A Priori Estimation Of Memory Effects In Coarse-Grained Nonlinear Systems Using The Mori-Zwanzig Formalism

TL;DR

This paper introduces a method to estimate the memory kernel in coarse-grained nonlinear systems using the Mori-Zwanzig formalism, enabling better closure modeling by leveraging full-order solution snapshots.

Contribution

It proposes a novel a priori estimation technique for the memory kernel based on a pseudo orthogonal dynamics equation, applicable to nonlinear systems.

Findings

Accurately reconstructs memory transfer in Burgers and Kuramoto-Sivashinsky equations.

Provides a tractable approach to estimate memory effects without solving high-dimensional PDEs.

Validates the method's effectiveness in nonlinear, under-resolved simulations.

Abstract

Reduced Order Models (ROMs) of complex, nonlinear dynamical systems often require closure, which is the process of representing the contribution of the unresolved physics on the resolved physics.

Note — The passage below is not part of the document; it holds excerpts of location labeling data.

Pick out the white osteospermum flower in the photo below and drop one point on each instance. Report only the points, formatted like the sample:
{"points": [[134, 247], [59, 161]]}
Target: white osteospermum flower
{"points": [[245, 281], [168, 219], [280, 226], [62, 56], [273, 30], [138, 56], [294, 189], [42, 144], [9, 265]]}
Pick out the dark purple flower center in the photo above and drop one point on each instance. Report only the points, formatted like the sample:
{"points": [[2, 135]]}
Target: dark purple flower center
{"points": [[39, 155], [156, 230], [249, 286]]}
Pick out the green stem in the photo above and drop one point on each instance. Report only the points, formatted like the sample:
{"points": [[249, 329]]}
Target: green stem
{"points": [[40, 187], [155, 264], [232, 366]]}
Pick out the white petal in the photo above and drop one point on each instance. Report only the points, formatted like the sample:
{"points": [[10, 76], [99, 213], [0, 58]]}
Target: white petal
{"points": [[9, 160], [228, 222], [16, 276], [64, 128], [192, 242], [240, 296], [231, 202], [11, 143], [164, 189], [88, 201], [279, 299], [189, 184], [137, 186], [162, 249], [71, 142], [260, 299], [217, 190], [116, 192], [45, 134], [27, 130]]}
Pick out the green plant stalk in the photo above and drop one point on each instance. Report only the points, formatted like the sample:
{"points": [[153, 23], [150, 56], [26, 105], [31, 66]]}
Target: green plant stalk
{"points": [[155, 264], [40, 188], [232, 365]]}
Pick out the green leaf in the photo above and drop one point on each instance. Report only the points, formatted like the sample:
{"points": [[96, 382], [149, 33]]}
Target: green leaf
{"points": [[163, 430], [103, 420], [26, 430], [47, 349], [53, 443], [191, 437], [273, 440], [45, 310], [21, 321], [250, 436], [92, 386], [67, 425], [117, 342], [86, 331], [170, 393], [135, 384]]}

The Mori-Zwanzig (M-Z) procedure allows one to write down formally closed evolution equations for the resolved physics. In these equations, the unclosed terms are recast as a memory integral involving the past history of the resolved variables, and a "noise" term. While the M-Z procedure does not directly reduce the complexity of the original system, these equations can serve as a mathematically consistent starting point to develop closures based on approximations of the memory. In this scenario, a priori knowledge of the memory kernel, which is not explicitly known for nonlinear systems, is of paramount importance to assess the validity of a memory approximation. Unraveling the memory kernel requires the determination of the orthogonal dynamics which is a projected high-dimensional partial differential equation that is not tractable in general. A method to estimate the memory kernel a priori, using full-order solution snapshots, is proposed. The main idea is to solve a pseudo orthogonal dynamics equation, that has a convenient Liouville form, instead of the original one. This ersatz arises from the assumption that the semi-group of the orthogonal dynamics operator is a composition operator, akin to semi-groups of Liouville operators, for one observable. The method is exact in the linear case where the kernel is known explicitly. Results for under-resolved simulations of the Burgers and Kuramoto-Sivashinsky equations demonstrate that the proposed technique can accurately reconstruct the transfer of information between the resolved and unresolved dynamics through memory, and provide valuable information about the kernel.